“Ah!” he said to them in French when he knew. “Well, signors, that noble lady has not gone alone. I tell you that scores of whom I know are already dead in Venice, swept off by this swift and horrible plague. Death and all his angels stalk through the city. They say that he himself appeared last night, and this morning on the tilting ground by the quay, and by God’s mercy—if He has any left for us—I can well believe it. The Doge and his Council but now have issued a decree that all who perish must be buried at once. See to it, signors, lest the officers come and bear her away to some common grave, from which her rank will not protect her.”
Then he went to visit Sir Geoffrey. Returning presently, he gave them some directions as to his treatment, and rushed out as he had rushed in. They never saw him again. Two days later they learned that he himself was dead of the pest.
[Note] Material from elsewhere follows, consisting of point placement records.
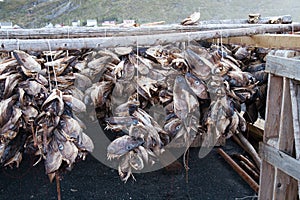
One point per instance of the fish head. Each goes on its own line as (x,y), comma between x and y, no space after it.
(122,145)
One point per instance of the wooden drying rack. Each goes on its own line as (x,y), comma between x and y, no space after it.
(97,38)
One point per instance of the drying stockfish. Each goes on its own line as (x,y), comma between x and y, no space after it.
(200,91)
(38,111)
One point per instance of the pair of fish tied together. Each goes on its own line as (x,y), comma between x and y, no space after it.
(39,111)
(198,90)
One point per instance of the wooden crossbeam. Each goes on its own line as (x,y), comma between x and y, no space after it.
(281,160)
(132,40)
(276,41)
(286,67)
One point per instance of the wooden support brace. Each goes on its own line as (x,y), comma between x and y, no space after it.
(281,160)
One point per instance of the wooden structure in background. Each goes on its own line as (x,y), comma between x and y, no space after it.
(280,149)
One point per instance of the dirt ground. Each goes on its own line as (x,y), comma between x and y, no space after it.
(208,178)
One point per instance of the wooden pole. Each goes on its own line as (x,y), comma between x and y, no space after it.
(58,186)
(141,40)
(81,32)
(250,149)
(239,170)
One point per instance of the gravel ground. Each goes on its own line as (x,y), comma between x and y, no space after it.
(208,178)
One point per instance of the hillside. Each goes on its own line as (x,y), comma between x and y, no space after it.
(38,13)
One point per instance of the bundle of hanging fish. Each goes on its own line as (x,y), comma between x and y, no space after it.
(198,91)
(39,111)
(153,98)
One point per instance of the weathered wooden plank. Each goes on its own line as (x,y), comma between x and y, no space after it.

That night they buried Lady Carleon in her son’s grave, which Dick had helped to prepare for her, since no sexton could be bribed to do the work. Indeed these were all busy enough attending to the interment of the great ones of Venice. In that churchyard alone they saw six buryings in progress. Also after the priest had read his hurried Office, as they left the gates, whence Lady Carleon’s bearers had already fled affrighted, they met more melancholy processions heralded by a torch or two whereof the light fell upon some sheeted and uncoffined form.
“’Twixt earthquake and plague Murgh the Helper is helping very well,” said Grey Dick grimly, and Hugh only groaned in answer.
Such was the beginning of the awful plague which travelled from the East to Venice and all Europe and afterward became known by the name of the Black Death. Day by day the number of its victims increased; the hundreds of yesterday were the thousands of the morrow. Soon the graveyards were full, the plague pits, long and deep, were full, and the dead were taken out to sea by shiploads and there cast into the ocean. At length even this could not be done, since none were forthcoming who would dare the task. For it became known that those who did so themselves would surely die.
So where folk fell, there they lay. In the houses were many of them; they cumbered and poisoned the streets and the very churches. Even the animals sickened and perished, until that great city was turned into an open tomb. The reek of it tainted the air for miles around, so that even those who passed it in ships far out to sea turned faint and presently themselves sickened and died. But ere they died they bore on the fatal gift to other lands.